Technisch sei es möglich, die Bahn an die Schiene heranzuführen, es seien aber, wenn das Thema Straßen im bisherigen Zeitfenster realisiert werde, Änderungen erforderlich, so der LBV. Kurzform: Erst wird gebaut, danach wieder abgerissen, um wieder neu zu bauen. Im Fall von Großenbrode müssten Rampen umgebaut werden, sodass der Verkehrsteilnehmer von der Bundesstraße gleich hochfahren könnte zur Kreisstraße. Eine Frage des Geldes. Wie so oft in der Beltquerungsdiskussion. Da doch aber große Metropolregionen derart von der Beltquerung profitierten, so Malte Siegert ein wenig süffisant, müssten doch auch solche Dinge wie eine Erleichterung für Großenbrode oder eine Behelfsbrücke (Amalienhof) drin sein.

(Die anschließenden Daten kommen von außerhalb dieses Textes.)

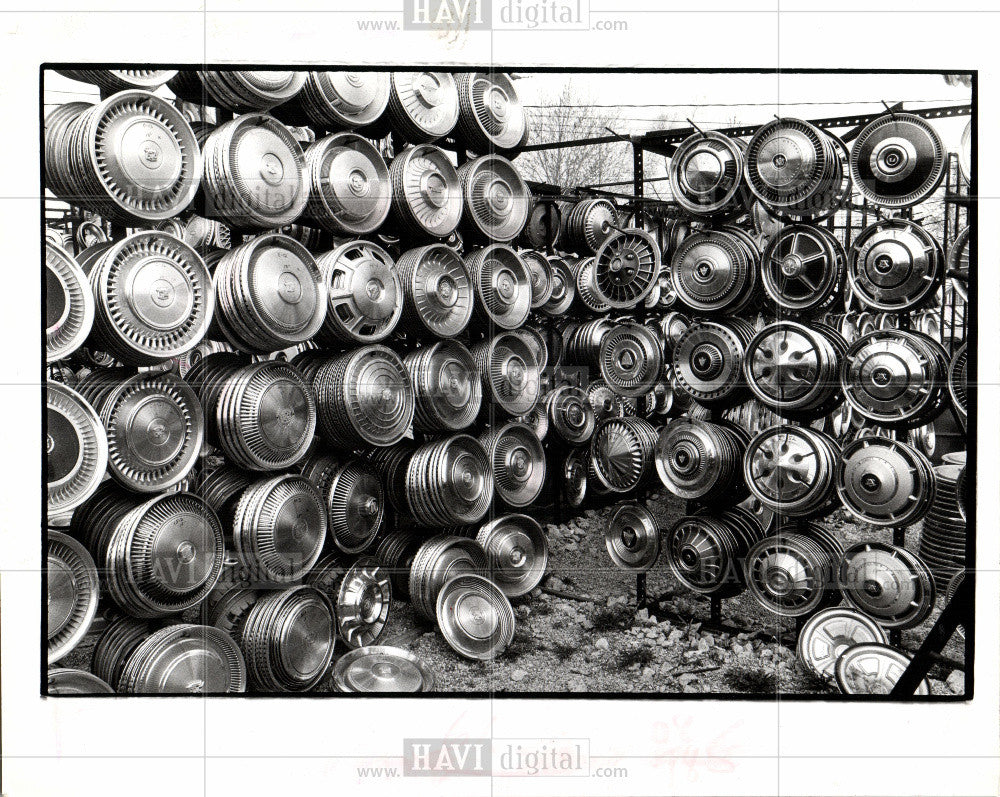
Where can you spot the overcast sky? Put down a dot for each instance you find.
(716, 99)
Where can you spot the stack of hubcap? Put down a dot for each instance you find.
(895, 377)
(132, 158)
(632, 538)
(254, 173)
(76, 454)
(426, 192)
(518, 463)
(705, 551)
(491, 117)
(437, 290)
(793, 573)
(509, 373)
(364, 398)
(154, 298)
(365, 294)
(496, 199)
(446, 387)
(361, 596)
(279, 528)
(439, 559)
(69, 304)
(154, 424)
(73, 591)
(271, 293)
(791, 470)
(697, 460)
(517, 553)
(184, 659)
(349, 192)
(449, 482)
(288, 640)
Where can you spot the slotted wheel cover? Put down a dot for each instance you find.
(626, 267)
(632, 538)
(827, 634)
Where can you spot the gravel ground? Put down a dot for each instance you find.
(601, 644)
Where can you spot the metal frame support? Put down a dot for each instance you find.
(958, 611)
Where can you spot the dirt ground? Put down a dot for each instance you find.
(601, 644)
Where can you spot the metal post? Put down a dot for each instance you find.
(958, 610)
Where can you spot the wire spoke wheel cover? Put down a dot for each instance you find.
(380, 668)
(791, 470)
(873, 669)
(621, 453)
(632, 538)
(518, 463)
(426, 192)
(895, 265)
(897, 160)
(73, 591)
(827, 634)
(895, 377)
(517, 553)
(888, 583)
(349, 189)
(475, 617)
(802, 268)
(76, 454)
(885, 482)
(185, 659)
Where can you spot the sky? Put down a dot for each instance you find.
(714, 100)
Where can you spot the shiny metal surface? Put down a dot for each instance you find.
(475, 617)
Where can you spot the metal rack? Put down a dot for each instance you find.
(957, 200)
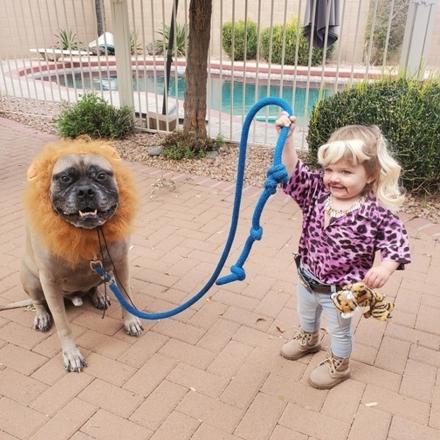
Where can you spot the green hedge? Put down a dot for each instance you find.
(238, 31)
(408, 113)
(93, 116)
(291, 32)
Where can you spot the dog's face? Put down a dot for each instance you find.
(83, 190)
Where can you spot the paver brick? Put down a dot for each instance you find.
(218, 335)
(313, 423)
(244, 386)
(198, 379)
(370, 423)
(418, 381)
(175, 329)
(19, 420)
(150, 375)
(57, 396)
(289, 389)
(51, 372)
(176, 426)
(192, 355)
(106, 426)
(143, 349)
(27, 390)
(434, 417)
(392, 355)
(111, 398)
(107, 346)
(230, 359)
(428, 319)
(398, 404)
(403, 428)
(411, 335)
(66, 421)
(425, 355)
(159, 404)
(209, 410)
(261, 417)
(342, 402)
(208, 314)
(206, 431)
(21, 360)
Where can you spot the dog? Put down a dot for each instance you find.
(78, 194)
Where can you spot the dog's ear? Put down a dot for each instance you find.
(32, 172)
(111, 151)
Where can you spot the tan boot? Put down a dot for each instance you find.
(330, 372)
(301, 344)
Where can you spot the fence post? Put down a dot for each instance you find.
(417, 38)
(121, 33)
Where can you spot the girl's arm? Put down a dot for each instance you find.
(377, 276)
(289, 156)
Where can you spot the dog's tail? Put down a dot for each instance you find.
(16, 305)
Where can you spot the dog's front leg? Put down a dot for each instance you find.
(72, 357)
(132, 324)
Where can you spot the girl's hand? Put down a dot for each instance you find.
(376, 277)
(285, 121)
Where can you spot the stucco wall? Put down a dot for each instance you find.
(28, 24)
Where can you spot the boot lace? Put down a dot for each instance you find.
(304, 338)
(332, 363)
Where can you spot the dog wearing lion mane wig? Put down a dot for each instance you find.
(79, 195)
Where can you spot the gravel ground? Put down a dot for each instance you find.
(221, 167)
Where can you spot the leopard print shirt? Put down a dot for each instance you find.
(344, 251)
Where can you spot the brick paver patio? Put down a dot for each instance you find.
(212, 372)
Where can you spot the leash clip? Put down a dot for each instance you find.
(97, 267)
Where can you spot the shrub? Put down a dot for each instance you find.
(67, 40)
(397, 29)
(179, 43)
(136, 47)
(291, 32)
(93, 116)
(407, 111)
(179, 145)
(238, 31)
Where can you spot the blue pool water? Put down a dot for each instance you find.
(224, 95)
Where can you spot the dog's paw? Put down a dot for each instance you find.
(74, 361)
(99, 300)
(133, 326)
(42, 322)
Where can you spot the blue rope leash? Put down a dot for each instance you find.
(276, 174)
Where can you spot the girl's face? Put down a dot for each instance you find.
(344, 180)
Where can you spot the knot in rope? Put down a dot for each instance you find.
(257, 233)
(239, 272)
(278, 173)
(275, 175)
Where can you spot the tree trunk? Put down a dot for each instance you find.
(196, 68)
(100, 16)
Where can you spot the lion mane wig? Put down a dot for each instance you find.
(63, 239)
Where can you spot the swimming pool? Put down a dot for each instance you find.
(227, 96)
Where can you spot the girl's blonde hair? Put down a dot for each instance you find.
(366, 145)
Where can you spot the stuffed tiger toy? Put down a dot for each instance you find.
(359, 295)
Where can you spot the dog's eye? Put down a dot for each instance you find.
(65, 179)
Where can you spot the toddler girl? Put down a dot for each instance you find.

Komme die Bahnverbindung oder komme sie nicht ? – Eine Option wäre erst einmal, den Plan auszusetzen und eine vorläufige Planung zu erstellen, so Hendrick Kerlen (Allianz). Mit dem Ausbau von Heiligenhafen bis Großenbrode könnte vor der jetzigen Anschlussstelle Großenbrode erst einmal Schluss sein. Der Abschnitt über die Fehmarnsund-Brücke bis Strukkamp könnte so belassen werden, wie er ist: „Dann wartet man ab, wir warten ja sowieso ab mit dem Nadelöhr Sundbrücke.“
Das Thema Klassifizierung des Streckenabschnitts von Heiligenhafen bis Großenbrode, das bereits in der Arbeitsgruppe kontrovers und ohne Votum diskutiert wurde, stellten die Teilnehmer nach ausführlicher Beratung auch im Dialogforum zurück. Während die Bürgermeister von Fehmarn und Großenbrode, Otto-Uwe Schmiedt und Klaus Reise, eine autobahnähnliche, vierspurige Bundesstraße mit Standstreifen bevorzugten, plädierte Peter Wolf vom Deutschen Hotel- und Gaststättenverband (DEHOGA) für eine Autobahn. „Dann hat Großenbrode die Bahn raus, dafür fahren dann sämtliche Trecker und Mähdrescher durch die Ortschaft“, warnte Bürgermeister Otto-Uwe Schmiedt. Auch der langsam fahrende Verkehr solle die Möglichkeit erhalten, direkt nach Heiligenhafen fahren zu können und nicht Großenbrode und Lütjenbrode mit zusätzlichem Verkehr belasten.